He drew a deep, shuddering breath and slowly pulled away from me. After a moment he spoke in a hoarse voice completely unlike his usual tones. «Give me the gun, Cassie. Someone could get hurt if it accidentally goes off.» The sound of his voice, harsh and curiously flat, cleared my head a little. Seeing my first attacker helped, too. He was lying in three pieces, having been eaten completely in half by the ward. Through the wreck of his body, I could see blackened splinters where part of a lopsided pentagram had been burnt into the wooden floor. I stared at the sight, feeling slightly dizzy and very odd. All of a sudden, I got the joke: someone could get hurt. Now, that was funny.
I clutched Tomas to keep from falling, my gun dangling uselessly against his back. He took it from my limp hand and tucked it away somewhere. I didn't see where he put it; it simply disappeared. He was looking at me with concern, and suddenly that was funny, too. I started to giggle. I hoped Tony paid him well—he was a riot.
«Cassie, I can carry you if you want, but we must go.» He glanced at the clock on the wall. It said 8:37.
«Look, we have time to make our appointment.» I was still giggling, and the voice didn't sound like mine. I vaguely realized that I was about to become hysterical, then Tomas moved. The next thing I knew, I was back in his arms and we were outside, running along a darkened road so quickly that the streetlights all blurred together in a long, silver line. A second later, two dark shapes joined us, one on either side.
«Sleep,» Tomas commanded as the world raced past. I realized that I was terribly tired and sleep seemed a very good idea. I felt warm and comfortable, although my head was spinning so much that it looked like the night sky rushed down to meet us or that we were flying up to the stars. I remember thinking dreamily, right before I drifted off, that as deaths go, this one wasn't so bad.
-
Chapter 3
I woke tired, aching and seriously freaked out. My mood wasn't improved by the fact that Tomas was looming over me so that his blank, upside-down face was the first thing I saw. «Get away from me!» I croaked as I struggled into a sitting position. I had to wait a few minutes for the room to stop moving, and when it did, I was less than thrilled with what I saw. Great. I'd been dumped in Hell's waiting room. The small chamber was carved out of red sandstone and lit by only a couple of scary-looking wall sconces. They were made out of what appeared to be interlocking knives and held actual, evil-smelling torches. That told me right away that I was somewhere with a lot of powerful wards, which would have interfered with electricity. Not good.
The place would have been perfect as a torture chamber, except that instead of iron maidens and thumbscrews, it was furnished only with the very uncomfortable black leather sofa where I was lying and a small side table with a few magazines. One was a copy of the Oracle, the equivalent of Newsweek for the magical world, but like most waiting-room reading matter, it was several months out of date. I'd dropped by a certain coffeehouse in Atlanta on a weekly basis to read it, in case anything happened in my other world that might affect my new life. I doubted that the cover story for this edition, on the effect of cheap Asian imports on the magical medicines market, fell into that category, however, and the other was just a scandal sheet, PYTHIA'S HEIR MISSING! the three-inch title on this week's Crystal Gazing screamed, TIME OUT OF WHACK! I rolled my eyes but stopped because it hurt. Guess the MARTIANS KIDNAP WITCHES story they'd been leading with had sort of run dry.
«Mia stella, the Senate assigned Tomas as your bodyguard; he cannot leave you,» a familiar voice reproached gently from beside the door. «Do not make things difficult.»

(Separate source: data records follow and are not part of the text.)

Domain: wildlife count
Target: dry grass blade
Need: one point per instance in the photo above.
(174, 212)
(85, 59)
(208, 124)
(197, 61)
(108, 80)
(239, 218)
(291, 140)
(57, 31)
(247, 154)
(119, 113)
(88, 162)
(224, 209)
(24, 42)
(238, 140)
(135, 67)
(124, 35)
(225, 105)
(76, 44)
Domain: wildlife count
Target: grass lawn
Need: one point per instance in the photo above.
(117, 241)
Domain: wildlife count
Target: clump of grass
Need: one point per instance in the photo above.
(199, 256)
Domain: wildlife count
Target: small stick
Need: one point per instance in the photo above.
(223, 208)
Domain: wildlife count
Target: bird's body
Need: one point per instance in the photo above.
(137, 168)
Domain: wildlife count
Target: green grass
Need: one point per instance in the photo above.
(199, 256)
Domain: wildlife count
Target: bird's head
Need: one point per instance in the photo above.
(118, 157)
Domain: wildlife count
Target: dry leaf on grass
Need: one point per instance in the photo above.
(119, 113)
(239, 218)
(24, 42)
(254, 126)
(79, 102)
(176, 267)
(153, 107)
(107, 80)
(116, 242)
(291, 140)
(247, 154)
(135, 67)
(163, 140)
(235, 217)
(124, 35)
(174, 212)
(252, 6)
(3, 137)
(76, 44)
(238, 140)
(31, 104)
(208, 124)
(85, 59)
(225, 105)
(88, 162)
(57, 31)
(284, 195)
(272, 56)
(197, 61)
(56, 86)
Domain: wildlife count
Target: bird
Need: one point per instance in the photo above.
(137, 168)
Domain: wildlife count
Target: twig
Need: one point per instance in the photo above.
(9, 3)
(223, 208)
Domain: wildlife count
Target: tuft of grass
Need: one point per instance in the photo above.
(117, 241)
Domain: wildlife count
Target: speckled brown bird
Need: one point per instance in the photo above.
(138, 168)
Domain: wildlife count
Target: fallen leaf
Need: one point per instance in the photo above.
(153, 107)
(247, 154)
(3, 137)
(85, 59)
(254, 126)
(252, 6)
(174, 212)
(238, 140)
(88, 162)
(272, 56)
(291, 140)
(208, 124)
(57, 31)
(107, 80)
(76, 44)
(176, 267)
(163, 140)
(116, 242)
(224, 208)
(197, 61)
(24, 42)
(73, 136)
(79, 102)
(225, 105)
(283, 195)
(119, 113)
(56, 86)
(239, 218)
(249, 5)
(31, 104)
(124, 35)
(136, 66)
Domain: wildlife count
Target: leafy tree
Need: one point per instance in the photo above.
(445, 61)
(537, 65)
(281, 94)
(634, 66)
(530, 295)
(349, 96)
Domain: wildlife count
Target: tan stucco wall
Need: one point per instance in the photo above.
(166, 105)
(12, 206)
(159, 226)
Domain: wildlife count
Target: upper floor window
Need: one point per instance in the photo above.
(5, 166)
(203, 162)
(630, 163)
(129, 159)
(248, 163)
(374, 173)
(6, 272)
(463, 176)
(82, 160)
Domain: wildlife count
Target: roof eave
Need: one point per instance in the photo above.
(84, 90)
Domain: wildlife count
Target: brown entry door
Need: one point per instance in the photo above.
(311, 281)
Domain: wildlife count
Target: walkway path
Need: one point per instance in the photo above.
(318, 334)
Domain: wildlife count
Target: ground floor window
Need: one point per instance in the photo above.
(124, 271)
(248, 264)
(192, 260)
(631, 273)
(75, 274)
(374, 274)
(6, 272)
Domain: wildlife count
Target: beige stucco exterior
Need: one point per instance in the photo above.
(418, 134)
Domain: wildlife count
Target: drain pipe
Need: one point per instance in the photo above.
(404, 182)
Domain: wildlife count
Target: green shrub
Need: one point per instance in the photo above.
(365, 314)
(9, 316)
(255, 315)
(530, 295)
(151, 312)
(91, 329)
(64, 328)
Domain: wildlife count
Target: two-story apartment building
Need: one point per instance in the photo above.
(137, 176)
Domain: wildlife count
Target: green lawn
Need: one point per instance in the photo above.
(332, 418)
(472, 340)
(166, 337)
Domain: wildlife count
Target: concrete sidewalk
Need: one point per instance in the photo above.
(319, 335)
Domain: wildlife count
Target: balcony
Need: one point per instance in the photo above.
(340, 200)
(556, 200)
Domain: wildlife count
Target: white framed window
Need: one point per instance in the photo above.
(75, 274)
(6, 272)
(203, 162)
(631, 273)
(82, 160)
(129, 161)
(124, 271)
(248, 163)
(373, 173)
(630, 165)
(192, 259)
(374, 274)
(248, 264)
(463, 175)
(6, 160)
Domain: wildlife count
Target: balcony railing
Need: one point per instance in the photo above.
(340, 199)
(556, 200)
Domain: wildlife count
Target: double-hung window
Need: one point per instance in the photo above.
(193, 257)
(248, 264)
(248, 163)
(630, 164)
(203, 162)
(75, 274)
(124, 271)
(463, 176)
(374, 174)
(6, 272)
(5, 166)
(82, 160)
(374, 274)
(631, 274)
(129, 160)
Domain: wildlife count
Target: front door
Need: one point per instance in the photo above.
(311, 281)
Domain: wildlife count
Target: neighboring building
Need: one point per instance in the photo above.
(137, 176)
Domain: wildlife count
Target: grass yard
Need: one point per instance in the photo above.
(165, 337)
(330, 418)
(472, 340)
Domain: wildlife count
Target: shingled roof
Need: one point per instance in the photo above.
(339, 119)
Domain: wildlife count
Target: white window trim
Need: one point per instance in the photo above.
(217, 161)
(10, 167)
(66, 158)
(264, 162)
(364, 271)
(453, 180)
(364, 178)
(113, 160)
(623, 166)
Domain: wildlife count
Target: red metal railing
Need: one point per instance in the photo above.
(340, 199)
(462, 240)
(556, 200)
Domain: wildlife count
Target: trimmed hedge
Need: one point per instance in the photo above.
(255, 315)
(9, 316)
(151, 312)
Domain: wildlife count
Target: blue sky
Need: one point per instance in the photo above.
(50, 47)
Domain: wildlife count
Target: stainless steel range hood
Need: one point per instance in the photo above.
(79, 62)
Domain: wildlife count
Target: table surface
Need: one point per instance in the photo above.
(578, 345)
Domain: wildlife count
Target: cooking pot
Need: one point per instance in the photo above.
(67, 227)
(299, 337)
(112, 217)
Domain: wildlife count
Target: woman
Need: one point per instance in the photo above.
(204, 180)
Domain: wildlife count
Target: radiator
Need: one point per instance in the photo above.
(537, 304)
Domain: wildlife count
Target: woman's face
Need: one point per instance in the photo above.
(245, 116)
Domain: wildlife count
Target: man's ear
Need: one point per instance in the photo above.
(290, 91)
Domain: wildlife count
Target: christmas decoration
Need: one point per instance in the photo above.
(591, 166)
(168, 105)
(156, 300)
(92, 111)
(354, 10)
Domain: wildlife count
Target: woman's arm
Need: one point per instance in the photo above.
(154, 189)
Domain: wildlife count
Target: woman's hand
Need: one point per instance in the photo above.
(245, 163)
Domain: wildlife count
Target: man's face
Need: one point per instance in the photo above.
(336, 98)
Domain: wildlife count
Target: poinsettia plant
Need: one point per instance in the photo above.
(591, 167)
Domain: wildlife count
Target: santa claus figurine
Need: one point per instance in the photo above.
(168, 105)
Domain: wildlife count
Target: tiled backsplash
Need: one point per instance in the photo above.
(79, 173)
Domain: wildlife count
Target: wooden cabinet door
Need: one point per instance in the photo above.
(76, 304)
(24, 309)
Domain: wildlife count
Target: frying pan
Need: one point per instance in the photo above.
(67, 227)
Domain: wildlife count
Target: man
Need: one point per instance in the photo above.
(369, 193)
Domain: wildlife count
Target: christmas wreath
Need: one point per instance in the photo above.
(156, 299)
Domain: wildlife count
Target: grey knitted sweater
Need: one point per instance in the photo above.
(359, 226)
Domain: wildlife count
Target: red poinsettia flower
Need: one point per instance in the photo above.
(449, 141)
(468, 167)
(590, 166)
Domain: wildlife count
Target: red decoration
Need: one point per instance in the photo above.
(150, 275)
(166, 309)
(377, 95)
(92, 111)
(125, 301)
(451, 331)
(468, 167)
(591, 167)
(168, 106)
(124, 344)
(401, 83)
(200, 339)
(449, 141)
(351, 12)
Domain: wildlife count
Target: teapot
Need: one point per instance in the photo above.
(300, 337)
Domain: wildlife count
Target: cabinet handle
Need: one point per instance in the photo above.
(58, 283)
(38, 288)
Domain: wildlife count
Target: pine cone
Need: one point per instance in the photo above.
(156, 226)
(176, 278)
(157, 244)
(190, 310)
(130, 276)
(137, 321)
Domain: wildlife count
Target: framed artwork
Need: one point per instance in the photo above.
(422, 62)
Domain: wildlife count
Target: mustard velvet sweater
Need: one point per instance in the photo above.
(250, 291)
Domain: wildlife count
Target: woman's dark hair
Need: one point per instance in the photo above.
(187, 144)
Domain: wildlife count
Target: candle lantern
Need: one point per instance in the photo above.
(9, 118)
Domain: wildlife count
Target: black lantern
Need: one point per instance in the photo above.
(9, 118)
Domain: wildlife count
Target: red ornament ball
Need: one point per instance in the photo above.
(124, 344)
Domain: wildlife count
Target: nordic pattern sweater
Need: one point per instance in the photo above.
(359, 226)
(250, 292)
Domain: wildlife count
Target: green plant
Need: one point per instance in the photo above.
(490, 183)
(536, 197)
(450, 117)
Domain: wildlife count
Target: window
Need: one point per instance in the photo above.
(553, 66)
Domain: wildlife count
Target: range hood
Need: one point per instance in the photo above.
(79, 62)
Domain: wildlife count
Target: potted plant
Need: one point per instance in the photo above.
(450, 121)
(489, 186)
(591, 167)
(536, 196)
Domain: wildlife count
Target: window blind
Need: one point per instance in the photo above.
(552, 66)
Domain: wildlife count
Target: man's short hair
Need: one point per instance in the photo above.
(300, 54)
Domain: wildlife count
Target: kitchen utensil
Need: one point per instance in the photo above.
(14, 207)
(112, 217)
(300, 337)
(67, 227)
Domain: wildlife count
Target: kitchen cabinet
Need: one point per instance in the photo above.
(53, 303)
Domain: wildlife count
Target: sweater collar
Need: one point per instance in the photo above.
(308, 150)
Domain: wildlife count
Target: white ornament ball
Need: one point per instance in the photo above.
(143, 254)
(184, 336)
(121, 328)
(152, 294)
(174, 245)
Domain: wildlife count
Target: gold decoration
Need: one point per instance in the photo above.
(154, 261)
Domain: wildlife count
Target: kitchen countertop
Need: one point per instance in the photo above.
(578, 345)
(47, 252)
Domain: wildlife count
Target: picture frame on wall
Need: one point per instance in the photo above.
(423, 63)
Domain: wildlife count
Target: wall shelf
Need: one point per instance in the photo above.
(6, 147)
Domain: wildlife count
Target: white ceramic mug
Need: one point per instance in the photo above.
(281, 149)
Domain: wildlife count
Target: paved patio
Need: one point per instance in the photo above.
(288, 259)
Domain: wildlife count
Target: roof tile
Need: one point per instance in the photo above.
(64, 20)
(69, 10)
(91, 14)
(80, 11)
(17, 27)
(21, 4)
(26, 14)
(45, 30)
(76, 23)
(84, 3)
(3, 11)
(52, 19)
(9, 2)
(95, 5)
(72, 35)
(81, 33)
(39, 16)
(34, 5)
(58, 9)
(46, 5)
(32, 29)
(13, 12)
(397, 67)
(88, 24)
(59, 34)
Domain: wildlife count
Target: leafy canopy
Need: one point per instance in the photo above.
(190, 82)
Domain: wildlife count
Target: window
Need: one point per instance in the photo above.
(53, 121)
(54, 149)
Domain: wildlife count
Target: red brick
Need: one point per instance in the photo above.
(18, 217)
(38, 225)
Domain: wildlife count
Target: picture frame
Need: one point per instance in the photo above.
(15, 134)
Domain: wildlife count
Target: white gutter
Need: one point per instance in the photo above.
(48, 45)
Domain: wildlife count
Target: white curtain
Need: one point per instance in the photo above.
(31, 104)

«I'm not.» After what I'd been through, I thought I was being reason personified. I felt seriously nauseous, so tired that I swayed when I forced myself to stand, and my eyes burned like I'd already had the good, hard cry I wanted. But I wasn't budging. «I don't want him anywhere near me.»
I ignored Tomas and an unfamiliar guy wearing seventeenth-century court clothes and concentrated on the only friend I had in the room. I had no idea what Rafe was doing here. Not that I wasn't glad to have him—I could use all the friends I could get—but I didn't know where he fit in. Rafe was short for Raphael, the toast of Rome and the favorite artist of the papacy until he'd made the mistake of turning down a commission from a wealthy Florentine merchant in 1520. Tony had been trying to compete artistically with the Medicis: they had Michelangelo, so he needed Raphael. Rafe told him he already had more commissions than he could handle, and that, anyway, he painted frescoes for the pope. He wasn't about to travel all the way to Florence merely to paint a dining room. It hadn't been a good move. Ever since, Rafe had been painting whatever Tony wanted, including my bedroom when I was a child. He'd made my ceiling full of angels that looked so real, for years I thought they watched over me while I slept. He was one of the only people at Tony's whom I had ever regretted leaving, but I had snuck away without so much as a good-bye. I had no other choice: he belonged to Tony and, if asked a direct question by his master, had to tell him the truth. So if he was here now, it was because Tony wanted him here. It lessened my joy at the reunion somewhat.